Other network-DVR models mean that retransmission rights must be negotiated with all the content owners, a daunting task given the vast number of programs and movies appearing on a cable system during a week.

“Recording every channel is extremely futuristic,” says Ambeault. “The networks themselves don't have the authority to tell the cable operator they can put all their content on a network DVR, and there will need to be a big, long change in content rules. Network DVR will occur overseas first.”

Crandon says Kasenna has some overseas deployments but those never involve recording internationally distributed content.

Artie Bulgrin, ESPN senior VP, research and sales development, says that, although network DVR sounds good conceptually, he has reservations about the ability of the technology to work well. “Consumers can't have a bad experience like they did in the early days of interactive television, which died because it didn't work well.”

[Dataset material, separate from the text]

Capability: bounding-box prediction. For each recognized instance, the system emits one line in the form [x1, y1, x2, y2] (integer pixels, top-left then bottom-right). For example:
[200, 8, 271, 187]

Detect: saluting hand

New VOD and DVR distribution methods aside, Comcast's Thompson says the key, particularly with VOD, is programming. In March, Comcast, which has VOD available to 87% of its 22 million subscribers, logged 103 million VOD views, and subscribers watched 45 million hours of VOD content. “The depth of the VOD library is important,” he says. Comcast Philadelphia, for example, has 5,500 free programs, and more than 90% of them were watched at least once during the month.

“VOD is a better way to watch things like music videos and fitness programs,” says Thompson. “It's complementary to the DVR viewing experience.”

It also drives the buy rate of pay content. Comcast has found that adding free VOD drives the buy rate of pay content up 63%, according to Thompson. “The Internet never would have been successful if, the first time you used it, you had to pay,” he says. “People use the free content, get used to VOD, and then they go back and order movies.”

Cable operators and set-top–box manufacturers say DVR-adoption rates continue to climb. Time Warner Cable has deployed DVRs in 12% of its digital homes. Motorola Director of Strategic Marketing Bernadette Vernon says her company has shipped 1.5 million DVRs and these days is shipping almost as many DVR-capable boxes as regular set-top boxes. Now the company is looking to next-generation services, such as home networking, which allows DVR-recorded content to be viewed on TVs throughout the home, and the ability to program the DVR via cellphone.

“Some theorized that DVR and VOD would cannibalize each other,” says Vernon. “But we're finding the opposite. People are used to having things on demand, whether it's free or pay content.”

Scientific-Atlanta, DVR's other major supplier, reports total DVR shipments of 2.3 million, with 496,000 shipped last quarter, according to its strategy guru, Davies. He says that the popularity extends across demographic and income levels and that some markets have even reached DVR penetration rates of 30% among digital subscribers.

Like Motorola, S-A sees multi-room DVRs as the next trend. Time Warner Cable has deployed the service in Minneapolis, and early reaction is positive. “Consumers can pull the content up on as many as three TV sets on set-top boxes that are already installed,” Davies says. “It's a real straightforward solution.”